C++ FAQ Celebrating Twenty-One Years of the C++ FAQ!!!
(Click here for a personal note from Marshall Cline.)
Section 34:
[34.3] Is the storage for a std::vector<T> guaranteed to be contiguous?

Yes.

This means the following technique is safe:

#include <vector>
#include "Foo.h"  /* get class Foo */

// old-style code that wants an array
void f(Foo* array, unsigned numFoos);

void g()
{
  std::vector<Foo> v;
  ...
  f(v.empty() ? NULL : &v[0], v.size());   safe
}
The funny expression v.empty() ? NULL : &v[0] simply passes the NULL pointer if v is empty, otherwise passes a pointer to the first (zeroth) element of v. If you know a priori that v is not empty, you can change that to simply &v[0].

In general, it means you are guaranteed that &v[0] + n == &v[n], where v is a std::vector<T> and n is an integer in the range 0 .. v.size()-1.

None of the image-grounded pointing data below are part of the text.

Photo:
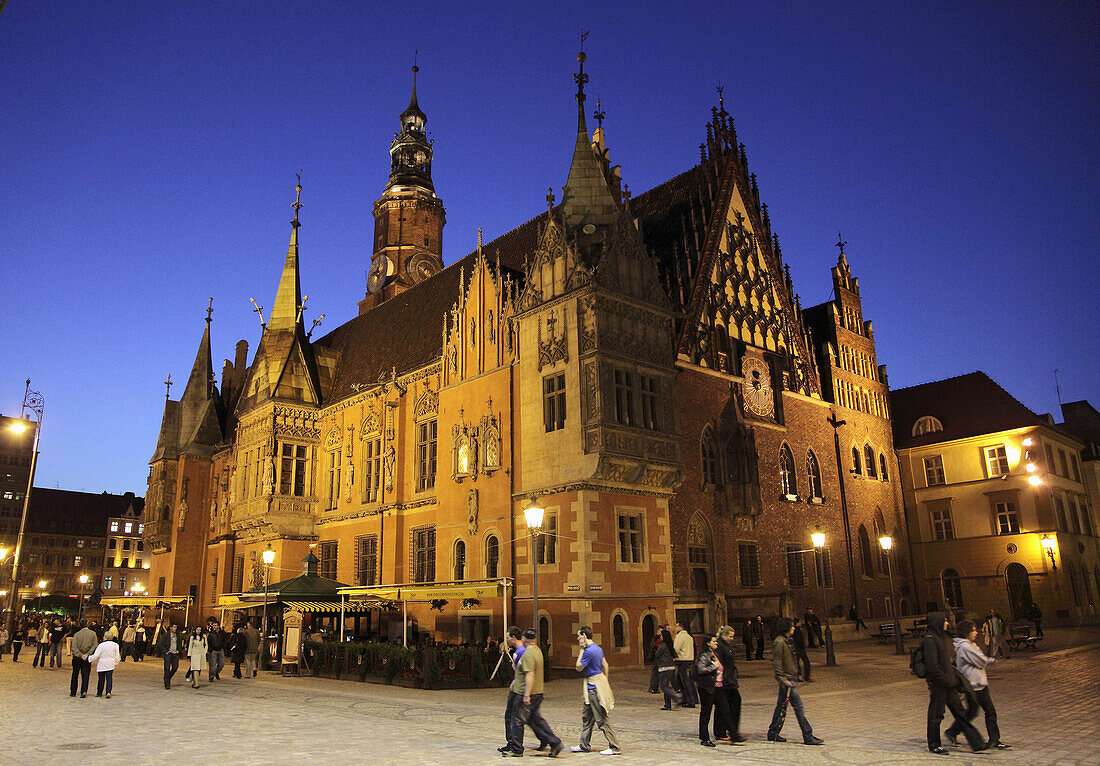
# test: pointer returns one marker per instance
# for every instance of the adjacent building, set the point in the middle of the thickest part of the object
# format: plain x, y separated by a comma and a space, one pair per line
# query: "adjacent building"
638, 367
997, 502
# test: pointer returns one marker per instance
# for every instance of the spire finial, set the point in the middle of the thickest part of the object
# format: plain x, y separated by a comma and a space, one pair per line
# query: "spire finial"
297, 201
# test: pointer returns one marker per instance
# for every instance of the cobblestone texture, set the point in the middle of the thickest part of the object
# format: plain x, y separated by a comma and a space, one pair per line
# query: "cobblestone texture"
869, 710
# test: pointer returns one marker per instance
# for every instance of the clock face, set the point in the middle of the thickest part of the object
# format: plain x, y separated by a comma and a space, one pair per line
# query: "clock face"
757, 387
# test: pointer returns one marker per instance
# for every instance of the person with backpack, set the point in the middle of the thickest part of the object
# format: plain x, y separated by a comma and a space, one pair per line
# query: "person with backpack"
932, 660
971, 663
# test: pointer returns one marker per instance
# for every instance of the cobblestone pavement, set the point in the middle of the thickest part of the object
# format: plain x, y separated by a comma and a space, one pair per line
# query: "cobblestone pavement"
869, 710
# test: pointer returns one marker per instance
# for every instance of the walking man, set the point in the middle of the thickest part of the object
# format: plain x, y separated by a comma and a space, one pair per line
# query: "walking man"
167, 646
84, 644
944, 687
971, 663
528, 684
685, 657
787, 673
596, 692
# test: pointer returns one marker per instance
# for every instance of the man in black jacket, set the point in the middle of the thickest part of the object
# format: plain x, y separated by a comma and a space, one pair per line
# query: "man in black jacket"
944, 687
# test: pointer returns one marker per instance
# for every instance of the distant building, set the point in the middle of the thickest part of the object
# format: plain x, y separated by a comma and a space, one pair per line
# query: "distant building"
996, 502
14, 470
66, 537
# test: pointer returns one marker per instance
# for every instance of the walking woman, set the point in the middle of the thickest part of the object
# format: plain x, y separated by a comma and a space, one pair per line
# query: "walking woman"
196, 653
667, 668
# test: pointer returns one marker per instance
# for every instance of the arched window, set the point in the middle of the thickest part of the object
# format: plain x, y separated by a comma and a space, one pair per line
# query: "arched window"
492, 557
813, 475
926, 425
953, 589
708, 451
788, 484
460, 560
866, 562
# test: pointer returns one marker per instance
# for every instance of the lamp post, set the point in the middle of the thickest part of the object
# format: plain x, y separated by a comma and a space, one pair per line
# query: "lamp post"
33, 404
818, 539
79, 611
534, 514
887, 544
268, 557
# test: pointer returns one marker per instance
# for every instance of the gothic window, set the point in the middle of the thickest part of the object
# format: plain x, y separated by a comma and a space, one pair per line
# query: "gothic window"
460, 561
788, 485
372, 469
327, 559
492, 557
953, 588
424, 555
699, 556
553, 402
366, 559
866, 561
813, 477
426, 456
710, 457
926, 425
293, 470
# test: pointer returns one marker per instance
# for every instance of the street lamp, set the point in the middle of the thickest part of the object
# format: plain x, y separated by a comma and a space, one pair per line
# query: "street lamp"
268, 557
887, 544
84, 581
33, 404
818, 539
534, 514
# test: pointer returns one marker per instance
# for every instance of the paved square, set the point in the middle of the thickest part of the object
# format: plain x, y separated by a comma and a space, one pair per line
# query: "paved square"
869, 710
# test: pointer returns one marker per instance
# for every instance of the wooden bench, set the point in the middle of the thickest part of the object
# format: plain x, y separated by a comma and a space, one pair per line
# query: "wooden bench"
1020, 637
886, 632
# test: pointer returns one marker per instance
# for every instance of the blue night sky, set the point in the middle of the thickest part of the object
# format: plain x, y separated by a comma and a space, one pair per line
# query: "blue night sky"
149, 153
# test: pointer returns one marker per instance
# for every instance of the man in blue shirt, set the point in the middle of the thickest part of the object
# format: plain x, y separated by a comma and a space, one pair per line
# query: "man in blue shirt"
597, 695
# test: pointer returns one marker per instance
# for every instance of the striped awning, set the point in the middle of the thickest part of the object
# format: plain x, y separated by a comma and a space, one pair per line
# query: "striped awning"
327, 606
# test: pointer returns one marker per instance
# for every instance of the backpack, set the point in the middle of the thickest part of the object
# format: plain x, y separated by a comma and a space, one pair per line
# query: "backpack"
916, 665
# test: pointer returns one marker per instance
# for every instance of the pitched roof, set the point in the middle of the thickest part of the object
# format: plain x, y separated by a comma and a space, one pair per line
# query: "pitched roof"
967, 405
64, 512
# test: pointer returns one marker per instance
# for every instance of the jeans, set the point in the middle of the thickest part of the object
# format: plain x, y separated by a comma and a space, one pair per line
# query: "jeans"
789, 695
595, 715
686, 688
81, 668
666, 684
217, 661
727, 712
986, 703
528, 714
106, 678
171, 665
938, 699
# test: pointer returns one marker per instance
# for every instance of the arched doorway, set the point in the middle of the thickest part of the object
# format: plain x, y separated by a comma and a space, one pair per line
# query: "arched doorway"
1020, 599
648, 631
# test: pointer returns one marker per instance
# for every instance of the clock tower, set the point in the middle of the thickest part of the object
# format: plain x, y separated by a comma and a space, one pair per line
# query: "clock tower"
408, 218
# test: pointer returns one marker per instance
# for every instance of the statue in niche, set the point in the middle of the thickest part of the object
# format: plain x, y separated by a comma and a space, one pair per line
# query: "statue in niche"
388, 463
472, 511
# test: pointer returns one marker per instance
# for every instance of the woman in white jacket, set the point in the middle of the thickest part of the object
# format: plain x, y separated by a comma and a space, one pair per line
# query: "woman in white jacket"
106, 657
196, 653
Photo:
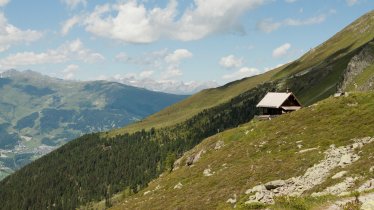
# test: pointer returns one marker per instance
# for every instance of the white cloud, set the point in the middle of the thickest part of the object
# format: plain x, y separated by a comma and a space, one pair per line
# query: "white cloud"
351, 2
68, 51
241, 73
3, 2
146, 74
231, 61
177, 56
69, 71
69, 24
11, 35
162, 60
268, 25
72, 4
132, 22
163, 85
281, 50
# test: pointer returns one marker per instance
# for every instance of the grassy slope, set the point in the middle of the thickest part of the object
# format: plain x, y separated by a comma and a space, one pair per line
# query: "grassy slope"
334, 54
193, 105
242, 164
350, 38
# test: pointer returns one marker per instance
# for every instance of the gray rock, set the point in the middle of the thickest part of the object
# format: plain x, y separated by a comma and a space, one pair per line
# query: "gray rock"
339, 175
231, 200
178, 186
274, 184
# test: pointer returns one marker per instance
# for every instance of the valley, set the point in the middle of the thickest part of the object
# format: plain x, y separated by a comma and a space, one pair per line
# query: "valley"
38, 113
205, 151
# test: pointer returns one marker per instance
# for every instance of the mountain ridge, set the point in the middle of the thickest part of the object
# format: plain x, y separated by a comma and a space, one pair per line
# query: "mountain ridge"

However v.begin() is not guaranteed to be a T*, which means v.begin() is not guaranteed to be the same as &v[0]:

void g()
{
  std::vector<Foo> v;
  ...
  f(v.begin(), v.size());   Error!! Not Guaranteed!!
    ^^^^^^^^^-- cough, choke, gag; not guaranteed to be the same as &v[0]
}
Do NOT email me and tell me that v.begin() == &v[0] on your particular version of your particular compiler on your particular platform. I don't care, plus that would show that you've totally missed the point. The point is to help you know the kind of code that is guaranteed to work correctly on all standard-conforming implementations, not to study the vagaries of particular implementations.